Material é utilizado em tratamentos para osteoporose, dores crônicas, reumatismo, dermatoses e outras doenças alérgicas

O litoral norte paulista “esconde” uma das raras praias no mundo, que possuem areia monazítica, rica em minerais, com tonalidade escura, quase preta, e grãos brilhantes. O material recebe este nome por conter minerais como a monazita, naturalmente radioativa, e associada, no passado a propriedades terapêuticas, apesar da falta de comprovação científica.
Esse tipo de areia, encontrado na praia da Mococa, região norte de Caraguatatuba, é raro no mundo. No Brasil, a praia mais conhecida por conter maior quantidade do mineral é a Areia Preta, em Guarapari (ES).
A localidade capixaba, inclusive, se intitula “Cidade Saúde”, pelas supostas propriedades medicinais da areia. Além das duas praias brasileiras, as areias monazíticas somente são encontradas na África do Sul; Canadá; China; Rússia; Malásia; Sri Lanka; Índia e Portugal.

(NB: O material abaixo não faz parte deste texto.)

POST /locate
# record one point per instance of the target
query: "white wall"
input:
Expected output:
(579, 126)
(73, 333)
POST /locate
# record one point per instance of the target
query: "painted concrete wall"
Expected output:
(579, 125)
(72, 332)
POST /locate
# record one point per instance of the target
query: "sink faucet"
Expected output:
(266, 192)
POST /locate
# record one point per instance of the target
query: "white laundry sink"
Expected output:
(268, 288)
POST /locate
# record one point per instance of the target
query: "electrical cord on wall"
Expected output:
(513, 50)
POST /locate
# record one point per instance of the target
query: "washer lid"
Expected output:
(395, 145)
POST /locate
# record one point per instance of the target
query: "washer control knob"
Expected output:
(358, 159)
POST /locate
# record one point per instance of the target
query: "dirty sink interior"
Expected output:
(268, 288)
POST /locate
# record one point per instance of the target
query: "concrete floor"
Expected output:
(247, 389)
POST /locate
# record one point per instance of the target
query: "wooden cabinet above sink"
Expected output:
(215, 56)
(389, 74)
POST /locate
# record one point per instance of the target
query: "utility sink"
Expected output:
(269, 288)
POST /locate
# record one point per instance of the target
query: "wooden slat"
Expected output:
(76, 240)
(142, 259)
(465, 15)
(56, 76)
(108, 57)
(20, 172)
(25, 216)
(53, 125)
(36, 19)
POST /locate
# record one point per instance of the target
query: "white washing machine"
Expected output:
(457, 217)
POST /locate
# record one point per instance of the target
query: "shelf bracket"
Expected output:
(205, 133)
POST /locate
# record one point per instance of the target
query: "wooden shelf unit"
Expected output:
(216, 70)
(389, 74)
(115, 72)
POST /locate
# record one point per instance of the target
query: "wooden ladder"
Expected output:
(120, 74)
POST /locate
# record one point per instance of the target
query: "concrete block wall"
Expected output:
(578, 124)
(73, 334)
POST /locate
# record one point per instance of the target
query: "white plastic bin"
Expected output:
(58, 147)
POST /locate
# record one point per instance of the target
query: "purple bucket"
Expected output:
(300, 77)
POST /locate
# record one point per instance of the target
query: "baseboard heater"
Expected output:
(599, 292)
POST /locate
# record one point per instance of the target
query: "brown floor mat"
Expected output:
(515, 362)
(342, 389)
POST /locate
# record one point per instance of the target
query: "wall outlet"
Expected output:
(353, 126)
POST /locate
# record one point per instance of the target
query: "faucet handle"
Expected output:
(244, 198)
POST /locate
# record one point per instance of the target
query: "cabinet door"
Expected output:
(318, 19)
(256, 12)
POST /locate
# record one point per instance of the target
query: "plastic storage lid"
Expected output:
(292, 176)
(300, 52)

A areia monazítica é utilizada por moradores de Caraguatatuba em tratamentos para osteoporose, dores crônicas, reumatismo, dermatoses e outras doenças alérgicas, devido ao potencial terapêutico de seus minerais e radiação de baixa intensidade.
A exposição à areia monazítica pode estimular as defesas do corpo e melhorar a circulação, aliviar dores e prevenir doenças.
Quem frequenta a praia, e desconhece sua fama terapêutica, estranha quando observa diversos banhistas praticamente enterrados na areia, apenas com a cabeça para fora. É assim a terapia de quem usa a areia na busca pela cura para diversas doenças.
Moradores mais antigos afirmam que a vizinha praia da Cocanha também continha monazita, mas, com o passar do tempo, suas características foram modificadas. A crença nas propriedades medicinais é uma tradição popular, especialmente em Guarapari, onde há um turismo específico para visitação do lugar.
Além da monazita, a areia contém elementos como cério, lantânio, neodímio, samário, fósforo, ferro, tório e urânio. A presença de tório, que é radioativo, confere à areia monazítica suas propriedades de emissão de luz e radiação gama, que não é considerada prejudicial à saúde e pode até estimular mecanismos de proteção no corpo. A areia também possui magnetismo intenso, uma característica peculiar dos elementos que a compõem.
A “terapia” feita por conta própria nas areias monazíticas exigem alguns cuidados. Dependendo dos casos, a enfermidade por até se agravar, caso o processo não seja feito da forma correta.
A médica Thálita Eufenia, formada em medicina pela Unig (Universidade Iguaçu), do Rio de Janeiro, e pós-graduada em dermatologia, pela Faculdade de Ciências Médicas de Minas Gerais, explica: “Importante salientar que muitos estudos sobre os efeitos terapêuticos da areia monazítica estão em curso, e falar em cura de doenças é complexo e diferente de potenciais profiláticos (preventivos) ou benefícios à saúde”.
Thálita destaca que a exposição exige cautela, como em qualquer tipo de areia. “O contato com feridas abertas ou mucosas, como os olhos, podem resultar em problemas como alergias, irritações e até abrasões na córnea, só para citar algumas possibilidades”, alerta.
Ainda de acordo com a médica, em pessoas com peles sensíveis, ou com doenças preexistentes, como as dermatites, os quadros podem piorar, acompanhados de prurido (coceira), vermelhidão e até de erupções.